This section is from the book "An Illustrated Flora Of The Northern United States, Canada And The British Possessions Vol1", by Nathaniel Lord Britton, Addison Brown. Also available from Amazon: An Illustrated Flora of the Northern United States, Canada and the British Possessions. 3 Volume Set..
Low herbs with coated bulbs, very narrow grass-like leaves and slender 1-flowered scapes, the flower large, long, erect, subtended by a membranous spathe-like bract. Perianth salver-form with 6 oval or ovate spreading lobes united into a tube several times their length, the tube cylindric or slightly dilated at the summit. Stamens inserted on the throat of the perianth; filaments short; anthers linear, erect. Ovary 3-celled; style filiform; stigma slightly 3-lobed; ovules numerous, in 2 rows in each cavity of the ovary. Capsule depressed, globose or obovoid, 3-lobed, loculicidally 3-valved. Seeds numerous, horizontal, black. [In honor of Daniel Cooper, 1817?-1842, Curator, Botanical Society of London.]
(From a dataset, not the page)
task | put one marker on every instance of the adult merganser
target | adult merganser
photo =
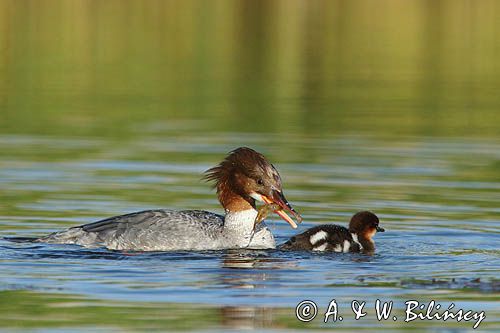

Two known species, natives of the southwestern United States and Mexico, the following being the type.
Fig. 1322
C. Drummondii Herb. Bot. Reg. pl. 1835. 1836.
Bulb globose, about 1' in diameter. Leaves 6-12' long, 2"-3" wide, erect; scape slender, hollow, about as long as the leaves; spathe-like bract 1-2' long, 2-cleft above into acuminate lobes 4"-6" long; flower 3-5' high, white or pinkish; tube of the perianth very slender, about 1 1/2" in diameter, slightly expanded just below the limb; segments oblong, obtuse and cuspidate or acutish, nearly 1' long, 3"~4" wide, ovary sessile; capsule somewhat obovoid, about ¥ in diameter, deeply lobed.
On prairies, Kansas to Louisiana, Texas, Mexico and New Mexico. Prairie-lily. April-July.